It is a classic piece of work, expertly made by a pro, we are dead proud of him here at BP and happily I can provide you with the link to watch not just Detox or Die but the more recent Iboga Nites -which came out in 2013. David has already won numerous awards for the film and it should spark interest and debate for some time to come. Well worth a watch for anyone remotely interested in detoxing or the subject of drugs.

This comes from David’s website detailing information on the film Iboga Nites

“The psychedelic plant root hails from Africa where it has been used in religious ceremonies through countless generations. A burgeoning movement in the west has promoted iboga as a quick fix route to painless withdrawal.

Now David wants to find out how truly effective iboga is. In a Dutch suburb several addicts embark on the long night of psychedelic detox under the watchful eye of an experienced Iboga practitioner. One client collapses and ends up on life-support, the provider is jailed and David starts to question the safety of iboga treatment.

 The film culminates with a nerve-wracking iboga session in London where the director himself administers the treatment. How does the filmmaker weigh up the ethics of involving himself so deeply in this controversial detox option and what will be his final resolve on the efficacy of it?”

IBOGA NIGHTS from David Graham Scott on Vimeo.

Drug Consumption Rooms

Here is a video I just wanted to share with you all, it was made in the UK by one of our treasured harm reduction /drug workers Phillipe Bonnet in Birmingham and he presents a very honest (and difficult to watch at times) account of why we need drug consumption rooms all across the world – particularly in the UK today.
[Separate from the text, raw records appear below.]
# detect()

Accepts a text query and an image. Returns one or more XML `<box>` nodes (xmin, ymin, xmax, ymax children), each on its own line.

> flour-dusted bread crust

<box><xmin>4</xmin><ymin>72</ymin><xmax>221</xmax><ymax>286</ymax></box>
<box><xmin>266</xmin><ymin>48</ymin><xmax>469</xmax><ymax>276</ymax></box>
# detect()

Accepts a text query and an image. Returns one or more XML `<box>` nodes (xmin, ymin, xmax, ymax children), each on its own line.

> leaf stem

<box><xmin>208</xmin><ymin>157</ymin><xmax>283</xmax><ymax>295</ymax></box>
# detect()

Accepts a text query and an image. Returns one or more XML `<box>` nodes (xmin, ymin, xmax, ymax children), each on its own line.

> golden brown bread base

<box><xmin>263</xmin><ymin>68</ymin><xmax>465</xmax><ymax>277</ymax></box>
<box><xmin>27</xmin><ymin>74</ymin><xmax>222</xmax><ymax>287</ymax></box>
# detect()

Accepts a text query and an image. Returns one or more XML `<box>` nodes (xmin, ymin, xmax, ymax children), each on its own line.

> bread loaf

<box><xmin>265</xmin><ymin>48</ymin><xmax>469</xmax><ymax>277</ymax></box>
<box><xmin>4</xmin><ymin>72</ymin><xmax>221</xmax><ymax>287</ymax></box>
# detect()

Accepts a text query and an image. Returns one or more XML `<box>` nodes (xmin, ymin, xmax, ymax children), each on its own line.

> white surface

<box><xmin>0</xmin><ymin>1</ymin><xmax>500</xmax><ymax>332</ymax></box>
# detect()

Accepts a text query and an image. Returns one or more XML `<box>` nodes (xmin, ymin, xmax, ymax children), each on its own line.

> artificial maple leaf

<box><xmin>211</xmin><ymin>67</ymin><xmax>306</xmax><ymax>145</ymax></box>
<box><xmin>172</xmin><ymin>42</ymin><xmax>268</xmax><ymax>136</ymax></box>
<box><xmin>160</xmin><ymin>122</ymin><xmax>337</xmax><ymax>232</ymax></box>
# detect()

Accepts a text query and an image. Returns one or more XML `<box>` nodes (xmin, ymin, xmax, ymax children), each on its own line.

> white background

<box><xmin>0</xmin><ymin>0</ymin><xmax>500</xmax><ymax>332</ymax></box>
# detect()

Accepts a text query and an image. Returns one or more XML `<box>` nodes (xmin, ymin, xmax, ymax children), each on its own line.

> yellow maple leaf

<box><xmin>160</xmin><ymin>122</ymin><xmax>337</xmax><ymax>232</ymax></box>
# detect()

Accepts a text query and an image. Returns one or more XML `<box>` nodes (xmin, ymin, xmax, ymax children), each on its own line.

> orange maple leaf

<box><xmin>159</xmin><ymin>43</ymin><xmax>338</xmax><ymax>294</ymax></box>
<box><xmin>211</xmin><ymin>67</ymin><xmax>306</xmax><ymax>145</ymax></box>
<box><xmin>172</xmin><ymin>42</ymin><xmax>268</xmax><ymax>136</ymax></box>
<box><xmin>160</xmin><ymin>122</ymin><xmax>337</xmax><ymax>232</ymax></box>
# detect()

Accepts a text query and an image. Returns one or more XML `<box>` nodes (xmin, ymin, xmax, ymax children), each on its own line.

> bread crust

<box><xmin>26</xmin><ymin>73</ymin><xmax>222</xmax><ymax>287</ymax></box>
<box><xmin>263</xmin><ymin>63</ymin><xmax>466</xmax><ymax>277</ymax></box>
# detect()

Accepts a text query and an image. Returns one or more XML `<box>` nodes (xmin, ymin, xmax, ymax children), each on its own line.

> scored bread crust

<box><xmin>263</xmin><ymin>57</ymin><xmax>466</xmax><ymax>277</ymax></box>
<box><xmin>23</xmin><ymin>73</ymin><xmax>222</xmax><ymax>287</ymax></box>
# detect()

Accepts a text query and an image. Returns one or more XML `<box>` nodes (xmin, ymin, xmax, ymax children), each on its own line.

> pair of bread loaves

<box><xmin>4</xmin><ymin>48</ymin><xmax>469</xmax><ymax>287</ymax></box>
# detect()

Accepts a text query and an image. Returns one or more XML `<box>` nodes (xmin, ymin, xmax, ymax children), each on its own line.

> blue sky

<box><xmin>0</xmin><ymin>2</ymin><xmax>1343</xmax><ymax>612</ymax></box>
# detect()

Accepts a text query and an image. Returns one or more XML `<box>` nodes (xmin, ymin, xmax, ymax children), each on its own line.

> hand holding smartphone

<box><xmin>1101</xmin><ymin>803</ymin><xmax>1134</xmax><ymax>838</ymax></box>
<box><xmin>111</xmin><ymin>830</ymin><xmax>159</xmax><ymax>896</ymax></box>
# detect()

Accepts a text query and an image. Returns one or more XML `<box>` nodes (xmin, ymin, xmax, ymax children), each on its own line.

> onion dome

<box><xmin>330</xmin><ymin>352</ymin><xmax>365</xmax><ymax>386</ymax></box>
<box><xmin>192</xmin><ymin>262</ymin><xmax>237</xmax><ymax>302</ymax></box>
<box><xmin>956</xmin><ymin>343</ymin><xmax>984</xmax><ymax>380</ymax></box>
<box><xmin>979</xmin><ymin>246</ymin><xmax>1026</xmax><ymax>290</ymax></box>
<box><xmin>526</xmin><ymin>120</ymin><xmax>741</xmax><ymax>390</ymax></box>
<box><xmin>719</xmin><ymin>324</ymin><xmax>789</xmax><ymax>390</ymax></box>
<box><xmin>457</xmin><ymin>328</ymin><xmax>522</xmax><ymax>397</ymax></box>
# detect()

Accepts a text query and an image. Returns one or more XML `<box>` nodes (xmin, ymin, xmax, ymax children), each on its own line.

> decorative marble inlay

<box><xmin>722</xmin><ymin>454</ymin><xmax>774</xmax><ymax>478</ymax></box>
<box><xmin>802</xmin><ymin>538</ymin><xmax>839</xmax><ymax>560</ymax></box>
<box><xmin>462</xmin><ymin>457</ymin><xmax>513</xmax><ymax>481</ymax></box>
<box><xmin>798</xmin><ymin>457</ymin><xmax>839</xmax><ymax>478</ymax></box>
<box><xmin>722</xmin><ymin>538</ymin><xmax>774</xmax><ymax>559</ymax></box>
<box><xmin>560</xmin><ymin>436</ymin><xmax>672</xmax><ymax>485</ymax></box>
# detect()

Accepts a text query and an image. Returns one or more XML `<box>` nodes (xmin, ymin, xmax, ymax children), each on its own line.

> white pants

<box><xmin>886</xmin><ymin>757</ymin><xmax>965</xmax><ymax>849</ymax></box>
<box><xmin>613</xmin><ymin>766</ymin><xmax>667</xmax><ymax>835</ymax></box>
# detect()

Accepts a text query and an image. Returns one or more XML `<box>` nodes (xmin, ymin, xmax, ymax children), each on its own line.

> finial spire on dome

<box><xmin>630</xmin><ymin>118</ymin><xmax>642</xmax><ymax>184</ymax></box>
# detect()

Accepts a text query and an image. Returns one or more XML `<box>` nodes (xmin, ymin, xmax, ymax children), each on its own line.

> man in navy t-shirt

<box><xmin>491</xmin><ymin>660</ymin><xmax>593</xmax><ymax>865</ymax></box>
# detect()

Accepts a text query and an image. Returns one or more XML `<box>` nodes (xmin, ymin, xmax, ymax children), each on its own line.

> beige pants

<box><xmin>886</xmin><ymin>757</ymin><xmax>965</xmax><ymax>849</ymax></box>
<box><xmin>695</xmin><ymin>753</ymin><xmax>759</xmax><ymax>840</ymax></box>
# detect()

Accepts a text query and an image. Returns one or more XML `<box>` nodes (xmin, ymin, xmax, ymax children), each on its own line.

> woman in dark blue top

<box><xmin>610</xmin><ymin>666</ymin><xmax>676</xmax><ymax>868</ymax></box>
We have yet to open such a facility in the UK -it makes no sense to shy away from such a simple, straightforward solution. Our pal Neil Hunt talks about cost and why DCR’s are not that expensive and that they could hook onto needle exchanges as they already appear. Why not? How much longer can we look the other way when we have the solution in our very hands -solutions with the evidence base to back it up. As Dr Judith Yates in the film says “A simple intervention like this early on, can prevent all this damage later on”.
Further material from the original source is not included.